Use the grouped bar graph and conditional percents from part (b) to describe the association you (should have) found in part (f). To help quantify differences, compute a 95% confidence interval for the difference in the true proportions of “rarely comfortable” people in the not religious and actively religious groups.
Click for answer
Answer: The largest test stat contributions comes from the not religious/rarely comfortable group and the active religious/rarely comfortable group. We can see that the not religious respondents have a low “rarely” comfortable level compared to religious groups (7.7% vs. 26.3% for active and 19.2% for not active) and they have a very high almost always comfortable level compared to religious groups (53.1% vs. 31.6% for active and 39.4% for not active).
If \(p_{not.rel}\) and \(p_{active.rel}\) denote the true proportions of “rarely comfortable” for the not religious and active religious groups. We want a 95% CI for \(p_{not.rel} - p_{active}\). The sample proportions are computed from the counts table (or the prop.table output). Of the 194 “not religious” respondents, 15 are rarely comfortable so \[\hat{p}_{not.rel} = \frac{15}{194} = 0.077\]\[\hat{p}_{active.rel} = \frac{15}{57} = 0.263\]
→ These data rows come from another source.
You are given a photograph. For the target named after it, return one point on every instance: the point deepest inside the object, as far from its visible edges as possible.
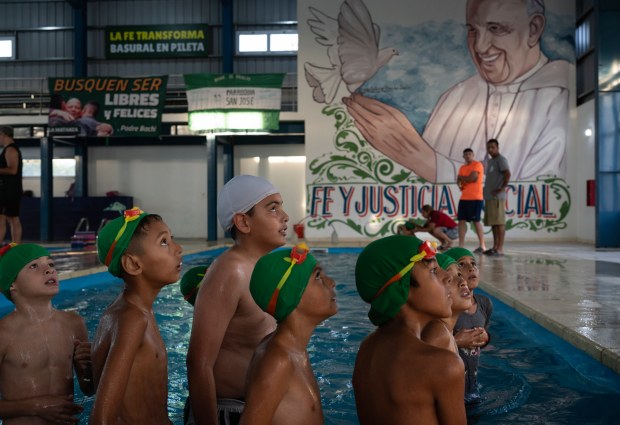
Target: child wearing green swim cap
(40, 346)
(130, 362)
(439, 331)
(398, 378)
(281, 387)
(471, 328)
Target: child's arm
(449, 392)
(436, 334)
(215, 306)
(82, 363)
(53, 409)
(268, 384)
(127, 336)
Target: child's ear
(131, 264)
(241, 222)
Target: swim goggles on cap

So a 95% CI for the difference in the true rates of rarely comfortable is \[\begin{align*}
CI &= (0.077 - 0.263) \pm 1.96\cdot\sqrt{\frac{0.077(1-0.077)}{194} + \frac{0.263(1-0.263)}{57}}\\
&= (-0.306, -0.066)
\end{align*}\]
I am 95% confident that the percentage of all non-religious students who are rarely comfortable is between 7 and 31 percentage points lower than the actively religious students.